Appellant argues that the circuit court erred in refusing to instruct the jury that the appellant was not required to prove the specific act of negligence in the operating room. Appellees argue that such an instruction is inapplicable to this case because appellant’s expert opined as to the precise act of negligence that allegedly caused appellant’s injury. When a specific act of negligence has been asserted, the jury is required
to decide whether it accepted as credible the expert’s testimony concerning why negligence must have been the cause of [the] accident.
Dover Elevator Co. v. Swann, 334 Md. 231, 249, 638 A.2d 762 (1994). We are persuaded that, because appellant’s expert identified “the actual mechanism of the [appellant’s] injury,” the circuit court correctly rejected appellant’s requested instruction.
Appellant next argues that the trial judge committed error in refusing to instruct the jury that an expert witness may conclude from the result of the procedure that appellees were negligent.
If any form of a “mere happening” instruction is to be given in a medical malpractice case requiring expert testimony, the jury should be informed that, although an unsuccessful result does not create a presumption of negligence, it still may be considered as some evidence of negligence and that an expert witness may consider it in formulating his or her opinion that there was negligence.

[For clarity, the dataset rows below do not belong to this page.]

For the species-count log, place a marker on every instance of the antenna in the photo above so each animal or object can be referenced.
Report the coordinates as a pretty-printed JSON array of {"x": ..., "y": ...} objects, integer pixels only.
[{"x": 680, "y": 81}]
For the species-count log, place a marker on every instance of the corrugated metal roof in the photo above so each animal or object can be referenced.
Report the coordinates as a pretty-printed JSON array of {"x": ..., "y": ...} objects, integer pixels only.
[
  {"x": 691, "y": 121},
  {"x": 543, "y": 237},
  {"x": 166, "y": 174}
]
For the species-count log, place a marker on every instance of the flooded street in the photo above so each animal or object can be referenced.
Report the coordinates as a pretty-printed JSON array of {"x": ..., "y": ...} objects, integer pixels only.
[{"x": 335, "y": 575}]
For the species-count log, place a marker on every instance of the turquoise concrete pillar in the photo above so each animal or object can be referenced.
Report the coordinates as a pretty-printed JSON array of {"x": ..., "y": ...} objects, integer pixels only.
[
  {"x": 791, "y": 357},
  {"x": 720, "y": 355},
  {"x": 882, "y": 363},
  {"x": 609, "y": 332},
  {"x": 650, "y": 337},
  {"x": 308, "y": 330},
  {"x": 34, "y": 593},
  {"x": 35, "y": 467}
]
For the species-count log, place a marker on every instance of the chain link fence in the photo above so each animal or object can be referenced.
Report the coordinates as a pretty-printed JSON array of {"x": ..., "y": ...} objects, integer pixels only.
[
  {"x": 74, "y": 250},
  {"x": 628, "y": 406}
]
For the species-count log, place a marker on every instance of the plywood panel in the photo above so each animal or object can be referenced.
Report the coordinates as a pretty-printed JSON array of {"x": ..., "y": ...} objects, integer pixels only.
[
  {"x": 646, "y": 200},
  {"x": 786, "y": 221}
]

Kennelly v. Burgess, 337 Md. 562, 575, 654 A.2d 1335 (1995). In this case, however, the jurors did not receive a “mere [85]*85happening” instruction. Moreover, both appellant’s expert and Dr. Dingle’s expert agreed that an erroneous clamping of the common bile duct can occur in the absence of negligence.7 Under these circumstances the circuit court did not err in refusing to instruct the jury that an expert could infer the existence of negligence from the outcome of the surgery.
JUDGMENTS ON THE MALPRACTICE CLAIMS AFFIRMED; JUDGMENT ON THE CONTRACT CLAIM AGAINST APPELLEE DINGLE VACATED; CONTRACT CLAIM REMANDED FOR FURTHER PROCEEDINGS NOT INCONSISTENT WITH THIS OPINION. APPELLANT TO PAY 75% OF THE COSTS; 25% OF THE COSTS TO BE PAID BY APPELLEE DINGLE.